Archive for the Blogging Category

Htaccess redirection for timestamp changes

Friday, November 10th, 2006

I’ve talked before about .htaccess and the hotness that is mod_rewrite for various purposes.

I ran across another one today that I hadn’t dealt with and figured it was worth discussing. I updated an old post with some new material. That in itself wasn’t overly odd. But I decided that the post was different enough and the demand still fresh enough — the damned thing accounts for 10% of the total traffic to my site, spam included — to warrant a new timestamp. So I bumped the timestamp to today. Lovely.

Almost lovely. So now the content has a different URL. I use dates in my URLs as Al Gore intended. What used to exist at

/archives/2005/10/26/xbox-360-high-definition-faq/

Now exists at

/archives/2006/11/10/xbox-360-high-definition-and-hd-dvd-faq/

That’s not necessarily a bad thing, just different.

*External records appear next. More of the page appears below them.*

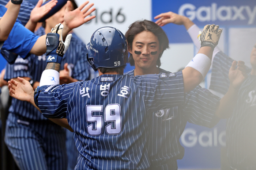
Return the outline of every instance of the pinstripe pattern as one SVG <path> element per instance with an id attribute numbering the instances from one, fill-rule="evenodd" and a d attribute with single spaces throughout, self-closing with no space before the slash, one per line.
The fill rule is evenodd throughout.
<path id="1" fill-rule="evenodd" d="M 42 28 L 40 28 L 36 32 L 35 34 L 39 36 L 45 34 L 44 29 Z M 64 69 L 64 65 L 65 63 L 73 64 L 74 65 L 74 67 L 73 69 L 73 74 L 72 77 L 79 80 L 88 80 L 90 76 L 90 70 L 89 69 L 89 65 L 87 62 L 86 54 L 87 53 L 87 50 L 85 46 L 85 45 L 83 44 L 82 42 L 78 38 L 76 38 L 75 35 L 74 38 L 71 39 L 69 47 L 67 50 L 66 53 L 64 55 L 62 60 L 62 63 L 61 64 L 61 69 Z M 6 71 L 5 75 L 4 78 L 6 80 L 9 80 L 12 78 L 17 77 L 18 76 L 22 77 L 28 77 L 36 81 L 39 81 L 41 75 L 43 71 L 44 70 L 46 67 L 47 63 L 46 62 L 46 55 L 44 54 L 43 55 L 40 56 L 36 56 L 34 55 L 31 55 L 30 57 L 27 59 L 24 60 L 19 57 L 17 58 L 15 61 L 15 63 L 12 65 L 10 65 L 8 64 L 6 66 Z M 52 144 L 49 144 L 49 146 L 44 146 L 44 147 L 49 149 L 49 153 L 50 152 L 50 150 L 53 150 L 53 154 L 54 153 L 54 150 L 51 148 L 56 147 L 56 149 L 61 150 L 64 151 L 64 154 L 63 154 L 63 158 L 64 159 L 62 161 L 59 162 L 57 161 L 56 159 L 56 161 L 54 161 L 53 160 L 45 159 L 44 158 L 45 157 L 48 157 L 48 155 L 46 155 L 44 152 L 43 152 L 42 154 L 36 155 L 31 155 L 29 154 L 20 154 L 17 155 L 16 159 L 20 159 L 20 160 L 19 162 L 22 162 L 23 164 L 26 165 L 23 165 L 22 166 L 24 167 L 24 169 L 34 169 L 34 167 L 31 167 L 30 169 L 27 168 L 29 166 L 32 166 L 33 164 L 31 163 L 30 162 L 26 162 L 25 160 L 26 159 L 33 159 L 32 157 L 35 159 L 38 159 L 41 160 L 44 164 L 46 164 L 46 166 L 48 169 L 56 169 L 59 170 L 61 169 L 61 166 L 59 164 L 61 164 L 63 166 L 63 168 L 67 169 L 66 163 L 67 162 L 67 157 L 65 157 L 65 140 L 63 141 L 62 139 L 60 140 L 62 138 L 65 138 L 65 132 L 64 130 L 62 130 L 62 133 L 61 135 L 59 135 L 58 134 L 55 133 L 54 131 L 52 131 L 53 134 L 50 133 L 50 131 L 48 132 L 48 136 L 49 136 L 49 139 L 47 139 L 45 138 L 43 139 L 42 138 L 37 138 L 37 133 L 41 135 L 44 136 L 44 135 L 41 134 L 44 132 L 42 131 L 45 129 L 45 124 L 48 121 L 47 119 L 44 117 L 42 114 L 34 106 L 30 104 L 23 101 L 21 101 L 17 100 L 15 98 L 13 98 L 12 101 L 12 105 L 9 109 L 9 112 L 10 113 L 10 116 L 12 116 L 14 118 L 11 119 L 8 119 L 10 123 L 9 125 L 13 124 L 16 125 L 15 127 L 8 127 L 7 128 L 13 129 L 15 128 L 15 131 L 19 131 L 20 127 L 22 126 L 22 124 L 18 124 L 17 122 L 17 120 L 19 119 L 21 120 L 25 120 L 26 122 L 29 122 L 29 123 L 33 123 L 34 121 L 36 122 L 41 122 L 42 123 L 37 124 L 35 124 L 35 125 L 37 126 L 37 129 L 31 129 L 35 130 L 32 130 L 27 129 L 26 127 L 23 127 L 22 129 L 23 130 L 22 131 L 22 134 L 20 135 L 21 136 L 20 138 L 17 138 L 16 137 L 15 132 L 13 132 L 13 130 L 10 130 L 7 131 L 7 135 L 13 135 L 15 136 L 15 138 L 12 138 L 11 139 L 8 139 L 8 140 L 7 139 L 6 142 L 7 145 L 8 145 L 9 148 L 10 149 L 12 153 L 15 157 L 15 153 L 18 152 L 18 150 L 15 150 L 15 148 L 12 147 L 12 140 L 16 140 L 16 141 L 19 141 L 19 140 L 24 140 L 24 139 L 27 137 L 27 134 L 29 133 L 33 132 L 31 135 L 31 138 L 34 139 L 34 144 L 35 145 L 31 144 L 29 146 L 31 147 L 36 147 L 38 148 L 38 150 L 43 150 L 44 151 L 45 151 L 45 148 L 41 147 L 41 145 L 39 145 L 38 143 L 41 143 L 42 141 L 45 141 L 48 142 L 51 141 L 52 140 L 54 140 L 62 141 L 61 144 L 57 144 L 56 143 L 52 143 Z M 49 123 L 48 124 L 50 127 L 55 127 L 55 125 L 53 123 Z M 23 124 L 24 126 L 24 125 Z M 44 133 L 45 133 L 44 132 Z M 73 134 L 74 135 L 74 134 Z M 51 139 L 52 136 L 52 139 Z M 57 138 L 60 138 L 60 140 L 57 139 Z M 72 140 L 74 140 L 73 138 L 72 138 Z M 46 140 L 48 140 L 46 141 Z M 69 141 L 70 142 L 70 141 Z M 18 143 L 16 143 L 15 144 L 18 144 Z M 16 145 L 15 145 L 16 146 Z M 40 147 L 38 146 L 39 146 Z M 21 148 L 24 149 L 24 147 L 21 146 Z M 71 146 L 69 145 L 69 146 L 71 147 Z M 26 150 L 26 151 L 30 151 L 31 149 Z M 32 152 L 32 151 L 31 151 Z M 60 152 L 59 153 L 61 153 Z M 75 157 L 73 155 L 69 155 L 70 157 L 74 157 L 75 159 L 75 162 L 76 164 L 76 161 L 75 160 L 76 157 L 77 158 L 76 155 L 78 154 L 75 154 Z M 62 155 L 62 154 L 61 154 Z M 25 155 L 27 157 L 22 157 L 21 156 Z M 55 155 L 55 156 L 56 156 Z M 56 157 L 57 158 L 57 157 Z M 23 160 L 23 161 L 22 161 Z M 45 162 L 46 161 L 46 162 Z M 72 161 L 72 160 L 71 160 Z M 49 162 L 50 161 L 50 162 Z M 49 162 L 51 162 L 51 164 L 49 164 Z M 55 163 L 54 163 L 55 162 Z M 54 163 L 55 164 L 54 164 Z M 72 163 L 70 164 L 72 164 Z M 73 165 L 74 163 L 73 163 Z M 42 165 L 42 169 L 44 169 L 44 166 Z M 73 169 L 74 166 L 73 167 Z"/>
<path id="2" fill-rule="evenodd" d="M 8 0 L 0 0 L 0 4 L 5 6 L 9 1 Z M 23 0 L 20 5 L 18 19 L 23 26 L 25 26 L 29 20 L 30 13 L 35 6 L 34 5 L 26 0 Z"/>
<path id="3" fill-rule="evenodd" d="M 43 90 L 38 97 L 38 104 L 45 116 L 67 117 L 74 130 L 80 153 L 75 169 L 146 169 L 150 164 L 146 146 L 146 130 L 152 120 L 149 114 L 184 102 L 182 72 L 176 74 L 176 77 L 168 78 L 159 78 L 157 74 L 135 77 L 102 75 L 88 81 L 57 86 L 48 93 L 43 93 Z M 114 81 L 100 81 L 106 76 L 114 77 Z M 108 84 L 109 94 L 104 97 L 101 85 Z M 123 94 L 127 98 L 118 95 L 125 86 L 129 92 Z M 81 91 L 87 88 L 89 89 L 88 93 Z M 82 97 L 87 93 L 90 98 Z M 119 110 L 112 109 L 115 113 L 113 115 L 110 109 L 112 115 L 107 115 L 109 110 L 106 108 L 109 104 L 110 108 L 120 106 L 121 113 L 120 117 L 115 117 L 112 120 L 116 121 L 110 124 L 106 120 L 113 117 L 111 115 L 118 115 Z M 95 106 L 99 106 L 100 109 L 95 108 Z M 102 111 L 91 113 L 90 111 L 94 110 L 90 110 L 91 107 Z M 94 118 L 97 123 L 92 120 Z M 121 127 L 118 131 L 120 121 Z M 114 122 L 116 128 L 113 130 L 116 131 L 116 134 L 111 135 L 112 130 L 106 127 L 113 125 Z"/>
<path id="4" fill-rule="evenodd" d="M 17 123 L 21 119 L 24 121 Z M 22 170 L 67 169 L 65 131 L 49 120 L 29 121 L 10 114 L 7 121 L 5 141 L 18 166 Z"/>
<path id="5" fill-rule="evenodd" d="M 161 73 L 170 73 L 159 70 Z M 134 70 L 126 74 L 133 76 Z M 184 155 L 180 137 L 187 121 L 210 128 L 218 121 L 214 115 L 219 97 L 199 86 L 186 93 L 185 97 L 184 105 L 164 108 L 164 114 L 161 116 L 160 111 L 150 115 L 153 123 L 149 134 L 148 154 L 152 170 L 177 169 L 176 160 Z"/>
<path id="6" fill-rule="evenodd" d="M 228 72 L 233 60 L 222 52 L 214 57 L 210 88 L 225 94 L 228 88 Z M 226 146 L 231 166 L 238 169 L 253 170 L 256 167 L 256 76 L 251 75 L 238 92 L 234 112 L 228 119 Z M 221 80 L 220 81 L 220 80 Z"/>

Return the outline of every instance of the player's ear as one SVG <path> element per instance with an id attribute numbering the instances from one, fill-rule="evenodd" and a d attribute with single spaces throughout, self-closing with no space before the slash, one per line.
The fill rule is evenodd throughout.
<path id="1" fill-rule="evenodd" d="M 160 48 L 159 48 L 159 54 L 161 54 L 162 52 L 163 47 L 162 46 L 160 46 Z"/>
<path id="2" fill-rule="evenodd" d="M 131 54 L 132 54 L 132 47 L 128 45 L 128 51 Z"/>

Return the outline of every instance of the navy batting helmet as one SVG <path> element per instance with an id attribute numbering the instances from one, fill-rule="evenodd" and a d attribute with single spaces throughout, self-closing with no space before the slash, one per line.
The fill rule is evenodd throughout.
<path id="1" fill-rule="evenodd" d="M 120 31 L 114 28 L 105 27 L 97 30 L 86 46 L 87 60 L 95 72 L 99 67 L 117 67 L 127 63 L 126 39 Z"/>

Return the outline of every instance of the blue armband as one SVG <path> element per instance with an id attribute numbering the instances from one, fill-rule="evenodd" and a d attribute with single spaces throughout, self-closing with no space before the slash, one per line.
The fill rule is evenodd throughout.
<path id="1" fill-rule="evenodd" d="M 62 57 L 57 53 L 59 43 L 60 35 L 56 33 L 48 33 L 46 37 L 46 62 L 57 63 L 60 64 Z"/>

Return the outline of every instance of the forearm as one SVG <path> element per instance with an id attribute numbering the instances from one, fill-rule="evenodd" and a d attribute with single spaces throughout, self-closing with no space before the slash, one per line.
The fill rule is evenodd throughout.
<path id="1" fill-rule="evenodd" d="M 195 57 L 193 59 L 194 61 L 192 60 L 182 70 L 184 91 L 185 93 L 187 93 L 195 88 L 204 78 L 206 73 L 209 71 L 210 68 L 213 51 L 212 48 L 210 47 L 201 47 L 197 54 L 204 54 L 204 56 L 203 56 L 203 57 L 202 58 L 202 56 L 197 58 Z M 194 66 L 193 66 L 193 67 L 191 67 L 193 66 L 189 65 L 190 64 L 192 65 L 195 64 Z M 196 67 L 199 69 L 196 70 L 194 68 Z"/>
<path id="2" fill-rule="evenodd" d="M 237 104 L 238 90 L 229 86 L 229 90 L 219 102 L 219 105 L 216 109 L 216 116 L 221 119 L 227 119 L 233 113 L 234 108 Z"/>
<path id="3" fill-rule="evenodd" d="M 40 36 L 34 44 L 30 53 L 37 55 L 42 55 L 46 52 L 45 40 L 46 35 Z"/>
<path id="4" fill-rule="evenodd" d="M 37 27 L 37 23 L 33 22 L 30 19 L 29 19 L 29 21 L 25 26 L 25 27 L 34 32 L 35 27 Z"/>
<path id="5" fill-rule="evenodd" d="M 187 17 L 185 16 L 183 16 L 182 22 L 183 25 L 185 27 L 186 30 L 188 30 L 193 25 L 194 25 L 194 23 L 190 20 Z"/>
<path id="6" fill-rule="evenodd" d="M 68 119 L 66 118 L 48 119 L 56 124 L 68 129 L 72 132 L 73 132 L 74 131 L 70 126 L 69 126 L 69 125 L 68 124 Z"/>
<path id="7" fill-rule="evenodd" d="M 20 5 L 10 3 L 6 12 L 0 19 L 0 41 L 6 40 L 18 16 Z"/>

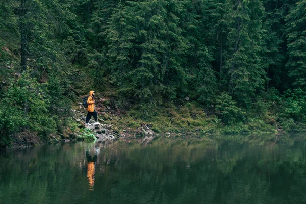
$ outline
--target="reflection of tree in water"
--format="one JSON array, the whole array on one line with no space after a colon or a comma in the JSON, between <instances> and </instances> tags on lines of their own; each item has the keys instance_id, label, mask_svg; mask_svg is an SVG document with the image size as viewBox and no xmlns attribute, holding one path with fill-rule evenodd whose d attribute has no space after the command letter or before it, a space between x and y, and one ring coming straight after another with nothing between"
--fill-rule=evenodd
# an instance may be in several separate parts
<instances>
[{"instance_id":1,"label":"reflection of tree in water","mask_svg":"<svg viewBox=\"0 0 306 204\"><path fill-rule=\"evenodd\" d=\"M89 183L89 190L93 190L94 185L94 164L97 161L97 154L95 151L86 150L86 158L87 159L87 178Z\"/></svg>"},{"instance_id":2,"label":"reflection of tree in water","mask_svg":"<svg viewBox=\"0 0 306 204\"><path fill-rule=\"evenodd\" d=\"M277 142L273 137L244 137L158 139L144 146L118 141L65 144L0 155L5 164L0 165L0 200L306 203L305 137ZM99 196L86 190L88 186Z\"/></svg>"}]
</instances>

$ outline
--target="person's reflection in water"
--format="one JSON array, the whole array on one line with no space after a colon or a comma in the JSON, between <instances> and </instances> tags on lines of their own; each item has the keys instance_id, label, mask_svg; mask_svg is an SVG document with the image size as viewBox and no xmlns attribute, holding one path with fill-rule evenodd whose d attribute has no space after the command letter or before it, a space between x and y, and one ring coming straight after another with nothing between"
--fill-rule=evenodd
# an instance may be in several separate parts
<instances>
[{"instance_id":1,"label":"person's reflection in water","mask_svg":"<svg viewBox=\"0 0 306 204\"><path fill-rule=\"evenodd\" d=\"M93 185L94 185L94 164L97 161L97 155L95 153L91 154L88 150L86 150L87 178L89 183L88 190L91 191L93 190ZM92 157L92 155L94 155L94 156Z\"/></svg>"}]
</instances>

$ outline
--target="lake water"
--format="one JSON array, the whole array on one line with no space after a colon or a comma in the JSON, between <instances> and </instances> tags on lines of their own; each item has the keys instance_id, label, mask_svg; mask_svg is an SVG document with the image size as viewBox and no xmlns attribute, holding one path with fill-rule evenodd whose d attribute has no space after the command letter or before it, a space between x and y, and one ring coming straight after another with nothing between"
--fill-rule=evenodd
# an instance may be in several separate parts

But guess what all the search engines have in them. Yes, the old one. If they go there now they’ll get a 404! That’s something I’ll have to address with an .htaccess redirect.

Redirecting from the old page to the new page

This is actually a fairly painless procedure in .htaccess. Let’s just take a look.

<IfModule mod_rewrite.c>
RewriteEngine On
RewriteBase /

RewriteRule ^archives/2005/10/26/xbox-360-high-definition-faq/?(.*) /archives/2006/11/10/xbox-360-high-definition-and-hd-dvd-faq/$1 [R=301,N]
</IfModule>

Most of this is a bit of work just to get ready to do the one line that counts. I’ve explained the other stuff previously, so let’s look at the line that does the actual work, starting with RewriteRule. Our RewriteRule does everything we need on one shot. It looks for matches to the first little clause — in this case starting at ^ and ending in ) — in the URL and, if it matches, “rewrites” the URL to match the second clause. In this case, we’re looking for:

  • ^ - starts us at the beginning of the URL after the domain.
  • archives/2005/10/26/xbox-360-high-definition-faq - should be relatively self-explanatory. It’s the “old” URL that we’re looking to change.
  • /? - that looks for 0 or 1 occurrence of a / character. Just in case someone forgets to include it.
  • (.*) - grabs everything after the / and stores it off. It’s what’s termed a parenthetical expression that allows us to later create a back-reference to the text. For instance, I support paging of my comments. If someone links to a comment, the URL might look something like (I’m cutting off the beginning for word wrapping reasons) ...-high-definition-faq/comment-page-18/#comment-8789. In this case, I store comment-page-18/#comment-8789 in the back-reference.
  • /archives/2006/11/10/xbox-360-high-definition-and-hd-dvd-faq/ - this is simply appended directly to the domain when Apache rewrites the URL. So, we’re applying the new beginning of the URL we want to redirect to.
  • $1 - Remember the “back-reference” listed above? This $1 references that. It’s the first of the back-references we created — as it’s the only parenthetical expression in the matching regular expression — so we use the number 1. We can have many parenthetical expressions in our matching regular expression and hence many back-references but we just need one for this. Whatever was stored in our back-reference, like the comment-page-18 example above, will get plunked onto the back of our URL. If there was nothing in that back-reference, it doesn’t matter as we’ll just append “nothing” to the end of the URL.
  • [R=301, - this tells Apache to return a 301 redirect status code back to the browser that’s requesting the page when this rule is executed and the matching expression matches. A 301 tells the requester that the content has moved permanently, giving spiders and hence search engines the opportunity to correct their links when they spider.
  • N] - this tells Apache to start over from the beginning of the rewrite rules, but this time use the “new” URL. That way WordPress will get its shot at the URL in order to construct the things it needs to construct.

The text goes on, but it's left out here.